Exercises with yrbss Dataset
Excercise based on the yrbss dataset, focusing on dplyr functions.
For each question, write the appropriate dplyr code and provide a brief explanation of your approach.
Q1: Select only the age, sex, grade, and bmi columns from the yrbss dataset.
Q2: Rename the column stweight to self_reported_weight.
Q3: Filter the dataset to include only students in the 12th grade.
Q4: Filter the dataset for male students who are 17 years old.
Q5: Filter the dataset to keep only students with BMI greater than 25.
Q6: Arrange the dataset by bmi in descending order.
Q7: Find the average BMI for each grade.
Q8: Count how many students belong to each race4 category.
Q9: Create a new column bmi_category using the following rules:
- BMI < 18.5 →
"Underweight" - BMI 18.5 - 24.9 →
"Normal weight" - BMI 25 - 29.9 →
"Overweight" - BMI ≥ 30 →
"Obese"
Q10: Calculate the average bmi for each combination of sex and race4.
Q11: Find the grade with the highest average BMI.

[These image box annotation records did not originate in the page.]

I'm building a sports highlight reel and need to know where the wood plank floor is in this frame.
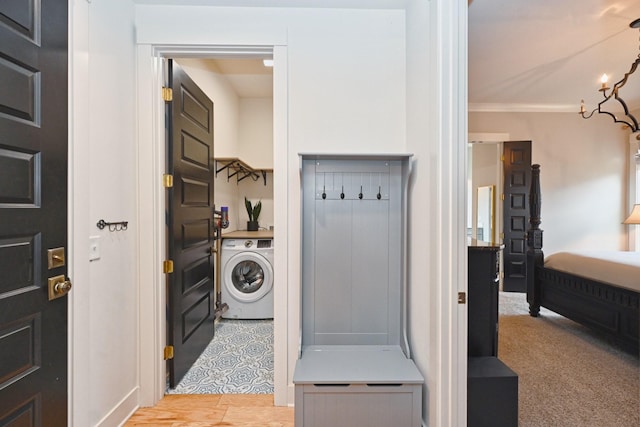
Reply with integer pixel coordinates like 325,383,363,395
124,394,294,427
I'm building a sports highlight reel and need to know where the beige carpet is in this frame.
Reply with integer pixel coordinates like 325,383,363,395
498,292,640,427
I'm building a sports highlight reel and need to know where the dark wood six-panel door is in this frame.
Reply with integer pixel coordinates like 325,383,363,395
503,141,531,292
0,0,70,427
167,60,215,387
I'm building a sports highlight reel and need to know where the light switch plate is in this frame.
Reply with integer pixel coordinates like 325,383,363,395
89,236,100,261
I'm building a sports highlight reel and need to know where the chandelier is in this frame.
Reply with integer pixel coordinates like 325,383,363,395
580,18,640,140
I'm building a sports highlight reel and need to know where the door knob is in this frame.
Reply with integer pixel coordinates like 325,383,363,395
48,275,72,301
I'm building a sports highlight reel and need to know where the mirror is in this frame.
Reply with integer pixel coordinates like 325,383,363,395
475,185,496,243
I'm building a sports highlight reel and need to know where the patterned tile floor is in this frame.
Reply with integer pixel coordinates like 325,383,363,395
166,319,273,394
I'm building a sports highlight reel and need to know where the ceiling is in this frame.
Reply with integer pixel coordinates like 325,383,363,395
209,59,273,98
468,0,640,112
206,0,640,112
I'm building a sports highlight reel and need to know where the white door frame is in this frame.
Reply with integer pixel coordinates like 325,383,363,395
136,44,289,406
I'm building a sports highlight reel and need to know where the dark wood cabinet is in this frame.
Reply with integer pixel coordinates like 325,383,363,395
467,241,502,357
467,240,518,427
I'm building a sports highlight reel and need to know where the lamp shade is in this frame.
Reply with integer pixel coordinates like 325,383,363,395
624,204,640,224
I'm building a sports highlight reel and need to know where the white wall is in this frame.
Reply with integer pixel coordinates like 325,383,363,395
238,98,273,169
406,0,467,427
70,0,139,426
469,112,629,254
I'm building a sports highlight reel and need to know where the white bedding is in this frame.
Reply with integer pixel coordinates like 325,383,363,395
544,251,640,292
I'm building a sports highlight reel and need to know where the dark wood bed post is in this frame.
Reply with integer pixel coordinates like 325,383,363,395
527,165,544,317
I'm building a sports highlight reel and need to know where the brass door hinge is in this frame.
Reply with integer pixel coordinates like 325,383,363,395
164,345,173,360
458,292,467,304
162,173,173,188
162,259,173,274
162,86,173,102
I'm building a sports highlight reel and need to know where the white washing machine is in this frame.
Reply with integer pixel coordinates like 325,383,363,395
220,239,273,319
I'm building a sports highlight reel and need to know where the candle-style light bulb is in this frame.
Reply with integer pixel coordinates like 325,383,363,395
600,74,609,91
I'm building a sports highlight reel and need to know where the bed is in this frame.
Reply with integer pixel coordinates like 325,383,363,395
527,165,640,354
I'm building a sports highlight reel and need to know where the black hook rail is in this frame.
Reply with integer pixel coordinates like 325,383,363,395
96,219,129,231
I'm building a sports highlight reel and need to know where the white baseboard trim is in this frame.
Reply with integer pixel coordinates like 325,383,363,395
96,387,140,427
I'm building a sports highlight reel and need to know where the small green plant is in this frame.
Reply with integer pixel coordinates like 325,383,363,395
244,197,262,222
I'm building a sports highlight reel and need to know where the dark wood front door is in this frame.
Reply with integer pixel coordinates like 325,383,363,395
503,141,531,292
0,0,68,427
167,60,215,387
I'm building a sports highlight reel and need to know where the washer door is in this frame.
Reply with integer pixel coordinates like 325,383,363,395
224,252,273,303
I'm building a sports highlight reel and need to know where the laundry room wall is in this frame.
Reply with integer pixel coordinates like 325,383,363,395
238,97,274,230
176,58,274,232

Q12: Create a new dataset that contains only students in 11th and 12th grade with a BMI above the average BMI of the entire dataset.
Q13: Create a Summary Table
Generate a summary table that shows:
- The total number of students
- The average BMI
- The proportion of male and female students
Q14: Find the Most Common Grade by Race
For each race4 category, determine the most frequent grade among students.